Brooklyn Nets sedang dalam kondisi terpuruk. Delapan kekalahan beruntun, rekor 17-55, dan sejujurnya, mereka terlihat bingung. Selasa malam, mereka akan bertandang ke Chase Center untuk menghadapi Golden State Warriors, tim yang masih berpegang pada harapan play-in. Bagi Nets, ini bukan tentang playoff; ini tentang menemukan kemenangan, kemenangan apa pun, sebelum musim berakhir dengan damai.
Kemenangan terakhir mereka? 10 Maret, kemenangan telak 120-101 atas Cleveland Cavaliers. Sejak saat itu, yang ada hanyalah kekecewaan. Mereka kalah dengan selisih 10 poin atau lebih dalam lima dari delapan pertandingan tersebut. Pada hari Minggu, mereka dihancurkan oleh LeBron James dan Lakers, 116-104. Cam Thomas, yang sesekali menjadi titik terang, mencetak 30 poin, tetapi pertahanan mereka rapuh, kebobolan 60 poin di area kunci. Itulah cerita sepanjang tahun. Mikal Bridges, bintang yang seharusnya, melihat skornya menurun, rata-rata hanya 19,8 poin per pertandingan musim ini, jauh dari 26 poin yang ia cetak untuk Nets setelah perdagangan tahun lalu. Masalahnya, ia hanya menembak 39,8% dari lapangan dalam 10 pertandingan terakhir. Itu bukan produksi bintang.
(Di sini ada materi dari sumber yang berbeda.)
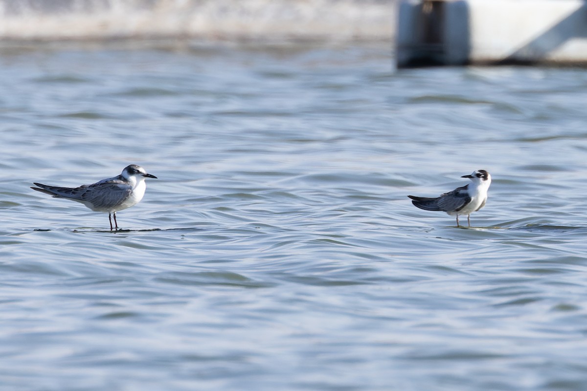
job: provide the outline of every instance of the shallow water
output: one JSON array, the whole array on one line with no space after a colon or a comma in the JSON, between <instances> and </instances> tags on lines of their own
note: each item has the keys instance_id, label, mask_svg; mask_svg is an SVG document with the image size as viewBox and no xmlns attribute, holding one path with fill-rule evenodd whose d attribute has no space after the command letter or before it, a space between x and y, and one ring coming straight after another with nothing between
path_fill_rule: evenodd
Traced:
<instances>
[{"instance_id":1,"label":"shallow water","mask_svg":"<svg viewBox=\"0 0 587 391\"><path fill-rule=\"evenodd\" d=\"M3 389L584 390L587 73L392 63L2 47ZM29 188L131 163L116 233ZM471 228L406 198L478 168Z\"/></svg>"}]
</instances>

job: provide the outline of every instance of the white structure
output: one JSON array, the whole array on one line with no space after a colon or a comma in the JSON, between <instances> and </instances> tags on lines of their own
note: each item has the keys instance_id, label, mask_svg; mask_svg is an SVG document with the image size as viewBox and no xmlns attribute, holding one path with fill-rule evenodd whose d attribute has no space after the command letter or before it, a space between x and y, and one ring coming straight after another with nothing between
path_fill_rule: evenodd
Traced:
<instances>
[{"instance_id":1,"label":"white structure","mask_svg":"<svg viewBox=\"0 0 587 391\"><path fill-rule=\"evenodd\" d=\"M398 67L587 64L587 0L402 0Z\"/></svg>"}]
</instances>

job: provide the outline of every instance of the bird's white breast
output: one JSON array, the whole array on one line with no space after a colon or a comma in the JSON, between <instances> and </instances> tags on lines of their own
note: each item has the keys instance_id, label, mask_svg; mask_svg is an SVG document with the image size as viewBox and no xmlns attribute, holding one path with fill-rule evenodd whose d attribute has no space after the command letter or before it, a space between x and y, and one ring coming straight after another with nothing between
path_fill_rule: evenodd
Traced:
<instances>
[{"instance_id":1,"label":"bird's white breast","mask_svg":"<svg viewBox=\"0 0 587 391\"><path fill-rule=\"evenodd\" d=\"M127 198L124 202L117 206L116 208L116 210L113 212L122 210L123 209L126 209L127 208L130 208L133 205L136 205L137 202L143 199L143 196L145 195L145 189L146 188L147 185L145 183L144 179L137 181L134 188L130 193L130 196Z\"/></svg>"}]
</instances>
Dan kemudian ada Golden State. Mereka bukan tim yang tak terkalahkan, berada di posisi ke-10 di Wilayah Barat, tetapi mereka memiliki Stephen Curry. Ia masih mampu meledak dengan 30 poin pada malam tertentu. Ia baru saja mencetak 27 poin melawan Orlando Magic tadi malam, memimpin Warriors meraih kemenangan 104-97. Klay Thompson menyumbang 15 poin dari bangku cadangan. Golden State telah memenangkan enam dari 10 pertandingan terakhir mereka, termasuk kemenangan sulit atas tim Magic yang tangguh. Mereka berusaha mengejar Lakers untuk unggulan ke-9, dan setiap kemenangan sangat berarti. Warriors adalah tim yang berbeda di kandang, dengan rekor 20-17 di San Francisco dibandingkan dengan rekor tandang mereka 14-21.
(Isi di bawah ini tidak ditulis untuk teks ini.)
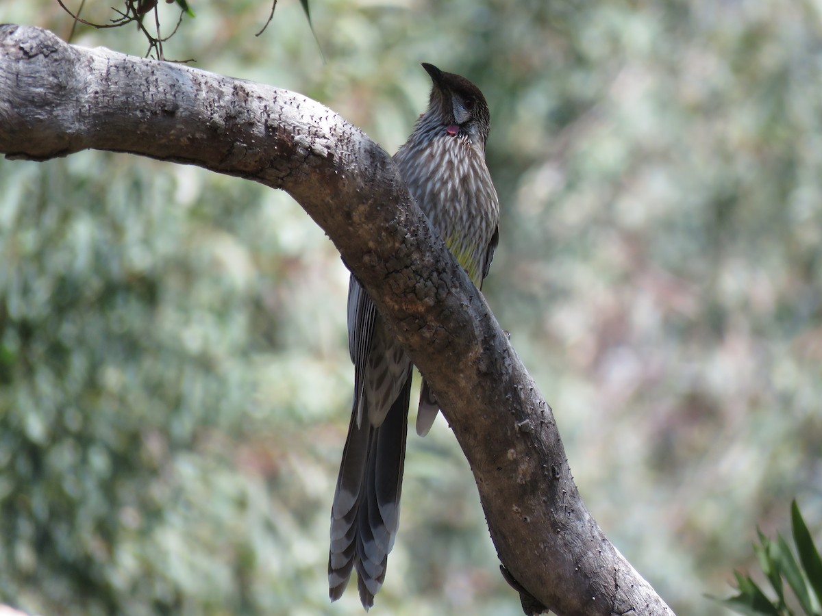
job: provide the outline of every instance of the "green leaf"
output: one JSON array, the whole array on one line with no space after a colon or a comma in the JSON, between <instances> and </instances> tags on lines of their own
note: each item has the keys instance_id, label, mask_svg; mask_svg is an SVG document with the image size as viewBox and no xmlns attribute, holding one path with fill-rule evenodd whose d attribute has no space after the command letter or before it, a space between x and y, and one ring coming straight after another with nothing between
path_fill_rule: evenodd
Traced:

Ini bukan hanya pertandingan biasa bagi skuad Steve Kerr. Mereka harus terus menang untuk mempertahankan posisi play-in itu. Rockets hanya tertinggal satu setengah pertandingan di belakang mereka. Tapi bagi Nets asuhan Jacque Vaughn? Rasanya mereka hanya bermain untuk menyelesaikan musim. Mereka berada di posisi ke-13 di Wilayah Timur, 14 pertandingan penuh dari play-in. Tidak ada tekanan, tetapi juga tidak ada kebanggaan. Mereka menempati peringkat ke-21 di liga dalam rating ofensif dan peringkat ke-20 yang menyedihkan dalam rating defensif. Itu adalah resep untuk bencana.
Begini: masalah Brooklyn lebih dari sekadar rentetan kekalahan ini. Mereka belum memiliki big man yang benar-benar dominan sejak Jarrett Allen pergi. Nic Claxton adalah blocker tembakan yang bagus, rata-rata 2,1 blok per pertandingan, tetapi ia bukan ancaman ofensif yang konsisten. Dan tanpa Ben Simmons, yang absen sejak akhir Februari karena cedera punggung (lagi), playmaking mereka tidak ada. Spencer Dinwiddie diperdagangkan, Dennis Schröder adalah solusi sementara. Mereka hanya mengumpulkan potongan-potongan, berharap ada sesuatu yang berhasil.
Saya jujur percaya Nets adalah salah satu tim paling membuat frustrasi di liga untuk ditonton saat ini. Tidak ada identitas yang jelas, tidak ada upaya yang konsisten. Mereka terlalu banyak kebobolan poin mudah, dan serangan mereka sering kali berubah menjadi isolasi hero ball. Curry akan berpesta pora dengan pertahanan ini.
Prediksi saya? Golden State memenangkan pertandingan ini dengan setidaknya 15 poin, mengirim Nets ke kekalahan kesembilan beruntun mereka. Perjalanan Pantai Barat ini akan menjadi brutal bagi Brooklyn.